Comme souvent, Pablo Picasso résume en quelques mots une question fondamentale face à la création : où les artistes trouvent-ils l’inspiration ? Dans le réel, évidemment, mais aussi au-delà. Dans sa nouvelle Le chefs-d’oeuvre inconnu (qui a inspiré La Belle Noiseuse, le film de Jacques Rivette), le vieux maître Frenhofer, incarné à l’écran par Michel Piccoli, juge ainsi un tableau : «Ta bonne femme n’est pas mal troussée, mais elle ne vit pas. Vous croyez avoir tout fait lorsque vous avez dessiné correctement une figure et mis chaque chose à sa place d’après les lois de l’anatomie !», ajoutant : «La mission de l’art n’est pas de copier la nature mais de l’exprimer. Tu n’es pas un vil copiste, tu es un poète !». Pas si simple.

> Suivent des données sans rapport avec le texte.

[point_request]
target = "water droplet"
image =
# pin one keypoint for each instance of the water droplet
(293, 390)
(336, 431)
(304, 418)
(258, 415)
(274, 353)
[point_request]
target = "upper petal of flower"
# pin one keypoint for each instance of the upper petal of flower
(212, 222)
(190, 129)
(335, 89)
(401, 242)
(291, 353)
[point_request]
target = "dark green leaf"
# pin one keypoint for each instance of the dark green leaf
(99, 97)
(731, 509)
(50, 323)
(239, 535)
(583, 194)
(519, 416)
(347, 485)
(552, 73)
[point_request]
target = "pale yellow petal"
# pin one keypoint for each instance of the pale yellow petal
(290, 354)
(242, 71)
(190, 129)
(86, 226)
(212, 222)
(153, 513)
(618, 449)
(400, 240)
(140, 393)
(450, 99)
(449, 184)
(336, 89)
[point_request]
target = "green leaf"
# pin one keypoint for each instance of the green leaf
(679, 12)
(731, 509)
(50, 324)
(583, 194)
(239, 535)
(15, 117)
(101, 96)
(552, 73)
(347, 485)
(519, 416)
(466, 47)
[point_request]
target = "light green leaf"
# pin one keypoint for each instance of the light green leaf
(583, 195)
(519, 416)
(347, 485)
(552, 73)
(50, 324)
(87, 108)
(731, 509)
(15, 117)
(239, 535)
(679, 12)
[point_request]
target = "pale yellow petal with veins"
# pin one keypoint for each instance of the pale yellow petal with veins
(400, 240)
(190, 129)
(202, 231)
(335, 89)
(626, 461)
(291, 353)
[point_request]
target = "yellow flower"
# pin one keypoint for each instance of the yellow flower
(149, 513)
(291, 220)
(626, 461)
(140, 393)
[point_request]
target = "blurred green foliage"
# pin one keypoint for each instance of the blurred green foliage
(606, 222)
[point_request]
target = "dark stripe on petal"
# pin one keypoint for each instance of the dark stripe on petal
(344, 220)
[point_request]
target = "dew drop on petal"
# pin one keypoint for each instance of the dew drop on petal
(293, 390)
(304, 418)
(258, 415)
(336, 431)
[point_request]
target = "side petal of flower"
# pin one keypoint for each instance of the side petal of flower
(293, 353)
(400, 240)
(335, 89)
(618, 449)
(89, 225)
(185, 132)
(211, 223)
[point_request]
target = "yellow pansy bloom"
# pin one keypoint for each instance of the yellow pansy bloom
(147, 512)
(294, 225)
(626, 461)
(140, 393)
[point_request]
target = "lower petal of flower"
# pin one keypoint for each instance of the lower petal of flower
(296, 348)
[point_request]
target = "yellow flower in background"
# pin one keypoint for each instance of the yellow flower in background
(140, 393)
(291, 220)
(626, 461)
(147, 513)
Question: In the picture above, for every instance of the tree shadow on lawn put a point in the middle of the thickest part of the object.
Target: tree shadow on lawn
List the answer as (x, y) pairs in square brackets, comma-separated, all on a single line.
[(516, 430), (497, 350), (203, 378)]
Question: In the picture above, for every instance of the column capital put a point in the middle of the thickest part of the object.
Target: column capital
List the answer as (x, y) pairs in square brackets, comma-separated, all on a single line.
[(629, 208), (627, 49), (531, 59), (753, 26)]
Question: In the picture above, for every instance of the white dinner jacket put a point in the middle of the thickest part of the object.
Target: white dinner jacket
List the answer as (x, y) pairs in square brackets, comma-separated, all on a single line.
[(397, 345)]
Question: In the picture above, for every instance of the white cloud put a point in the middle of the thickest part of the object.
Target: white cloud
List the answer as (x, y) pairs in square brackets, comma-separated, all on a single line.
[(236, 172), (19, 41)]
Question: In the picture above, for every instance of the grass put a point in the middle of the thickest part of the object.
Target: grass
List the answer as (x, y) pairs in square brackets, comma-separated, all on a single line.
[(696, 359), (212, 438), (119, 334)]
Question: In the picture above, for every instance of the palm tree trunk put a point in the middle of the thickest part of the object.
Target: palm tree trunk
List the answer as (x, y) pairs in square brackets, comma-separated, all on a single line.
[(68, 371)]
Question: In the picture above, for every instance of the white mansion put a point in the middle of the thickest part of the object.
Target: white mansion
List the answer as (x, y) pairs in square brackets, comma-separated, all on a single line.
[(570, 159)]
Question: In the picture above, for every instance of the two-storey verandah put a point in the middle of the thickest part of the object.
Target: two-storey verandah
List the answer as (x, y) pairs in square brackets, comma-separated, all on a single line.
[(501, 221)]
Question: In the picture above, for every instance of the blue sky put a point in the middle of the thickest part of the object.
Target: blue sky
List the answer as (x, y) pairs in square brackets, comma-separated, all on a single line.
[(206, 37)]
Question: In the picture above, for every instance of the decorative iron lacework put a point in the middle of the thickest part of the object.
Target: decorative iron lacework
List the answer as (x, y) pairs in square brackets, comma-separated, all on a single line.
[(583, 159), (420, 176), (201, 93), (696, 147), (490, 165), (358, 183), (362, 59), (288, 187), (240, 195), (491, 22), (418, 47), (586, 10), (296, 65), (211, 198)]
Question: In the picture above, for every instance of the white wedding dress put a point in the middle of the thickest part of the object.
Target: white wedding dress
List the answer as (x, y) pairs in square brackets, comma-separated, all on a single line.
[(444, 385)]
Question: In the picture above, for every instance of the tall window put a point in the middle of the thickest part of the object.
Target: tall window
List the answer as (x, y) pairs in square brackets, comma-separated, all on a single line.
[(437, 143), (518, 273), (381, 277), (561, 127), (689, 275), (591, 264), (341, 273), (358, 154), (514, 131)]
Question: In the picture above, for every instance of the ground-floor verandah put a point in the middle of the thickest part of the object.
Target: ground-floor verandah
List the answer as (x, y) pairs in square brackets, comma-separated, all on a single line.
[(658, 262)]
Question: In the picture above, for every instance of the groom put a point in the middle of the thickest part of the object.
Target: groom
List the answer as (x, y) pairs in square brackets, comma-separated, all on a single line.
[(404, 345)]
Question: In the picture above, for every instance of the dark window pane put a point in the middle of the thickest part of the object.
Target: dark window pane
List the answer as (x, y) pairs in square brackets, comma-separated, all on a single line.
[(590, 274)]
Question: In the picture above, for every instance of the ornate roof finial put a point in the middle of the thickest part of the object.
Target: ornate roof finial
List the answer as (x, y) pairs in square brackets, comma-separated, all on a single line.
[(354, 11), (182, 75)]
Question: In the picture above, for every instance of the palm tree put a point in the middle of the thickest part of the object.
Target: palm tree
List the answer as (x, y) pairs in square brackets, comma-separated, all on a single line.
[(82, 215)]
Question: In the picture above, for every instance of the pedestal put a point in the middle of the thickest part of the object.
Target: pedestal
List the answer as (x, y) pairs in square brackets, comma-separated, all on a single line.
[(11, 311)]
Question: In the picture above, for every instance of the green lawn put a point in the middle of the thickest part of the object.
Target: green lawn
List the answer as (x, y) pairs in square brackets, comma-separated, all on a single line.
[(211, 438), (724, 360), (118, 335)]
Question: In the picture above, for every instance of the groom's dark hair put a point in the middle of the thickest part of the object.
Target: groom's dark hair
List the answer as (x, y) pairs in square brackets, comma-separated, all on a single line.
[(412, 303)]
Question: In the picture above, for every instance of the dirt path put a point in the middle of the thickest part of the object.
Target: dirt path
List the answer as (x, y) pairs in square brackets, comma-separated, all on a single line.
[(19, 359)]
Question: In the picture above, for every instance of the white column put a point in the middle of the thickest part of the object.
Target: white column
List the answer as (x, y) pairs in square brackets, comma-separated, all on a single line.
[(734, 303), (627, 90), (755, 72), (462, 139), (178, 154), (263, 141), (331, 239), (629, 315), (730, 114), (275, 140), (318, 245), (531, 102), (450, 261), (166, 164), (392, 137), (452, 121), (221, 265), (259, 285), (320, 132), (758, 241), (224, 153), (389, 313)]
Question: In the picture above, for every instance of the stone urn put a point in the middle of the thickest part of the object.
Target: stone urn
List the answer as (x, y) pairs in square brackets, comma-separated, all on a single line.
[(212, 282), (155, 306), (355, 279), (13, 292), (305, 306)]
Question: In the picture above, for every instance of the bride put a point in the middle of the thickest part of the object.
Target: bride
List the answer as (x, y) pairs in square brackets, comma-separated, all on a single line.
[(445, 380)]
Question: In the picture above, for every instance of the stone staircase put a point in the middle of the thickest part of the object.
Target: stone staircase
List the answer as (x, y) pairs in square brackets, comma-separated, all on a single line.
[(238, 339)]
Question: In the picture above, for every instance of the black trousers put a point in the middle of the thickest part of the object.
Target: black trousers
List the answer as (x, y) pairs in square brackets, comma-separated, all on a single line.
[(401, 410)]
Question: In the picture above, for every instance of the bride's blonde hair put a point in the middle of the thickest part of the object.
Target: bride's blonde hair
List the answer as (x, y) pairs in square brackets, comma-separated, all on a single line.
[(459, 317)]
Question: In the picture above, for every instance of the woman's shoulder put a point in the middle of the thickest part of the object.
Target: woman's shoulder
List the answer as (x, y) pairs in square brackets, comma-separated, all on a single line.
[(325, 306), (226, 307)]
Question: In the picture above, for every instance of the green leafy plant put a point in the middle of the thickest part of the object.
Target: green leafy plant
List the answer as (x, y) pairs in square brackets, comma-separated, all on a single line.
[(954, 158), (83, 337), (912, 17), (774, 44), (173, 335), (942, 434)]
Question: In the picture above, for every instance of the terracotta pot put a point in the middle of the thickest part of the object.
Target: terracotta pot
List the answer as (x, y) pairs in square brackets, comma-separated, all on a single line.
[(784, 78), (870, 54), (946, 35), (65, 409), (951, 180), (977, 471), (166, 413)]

« Pour certains, c’est une femme, épouse légitime ou maîtresse, modèle ou artiste, courtisane ou femme du monde, qui joue le rôle de muse. Un rôle souvent ingrat, les artistes ne brillant pas par la reconnaissance. Et passer à la postérité immortalisées sous le pinceau d’un maître est une piètre consolation pour celles qui n’ont pas toujours une vie facile. Quant à la femme artiste, elle n’a «ni muse ni esclave. Elle doit être ces deux choses pour elle-même», l’affirme la romancière irlandaise Edna O’Brien. Ce n’est pas Berthe Morisot qui dirait le contraire. Celle qui fut l’un des piliers du mouvement impressionniste, dont le talent était reconnu par ses pairs, Degas, Renoir…, et que Manet considérait comme son égale et sa rivale, n’a sans doute pas la place qu’elle mérite. Son premier professeur Joseph Guichard, affirmait à ses parents, à son propos et celui de sa jeune sœur Edma : «Vos filles deviendront des peintres. Vous rendez-vous bien compte de ce que cela veut dire ? Dans le milieu de la grande bourgeoisie qui est le vôtre, ce sera une révolution, je dirais presque une catastrophe. Êtes-vous bien sûrs de ne pas me maudire un jour ?». Les temps n’ont, hélas, pas tellement changé…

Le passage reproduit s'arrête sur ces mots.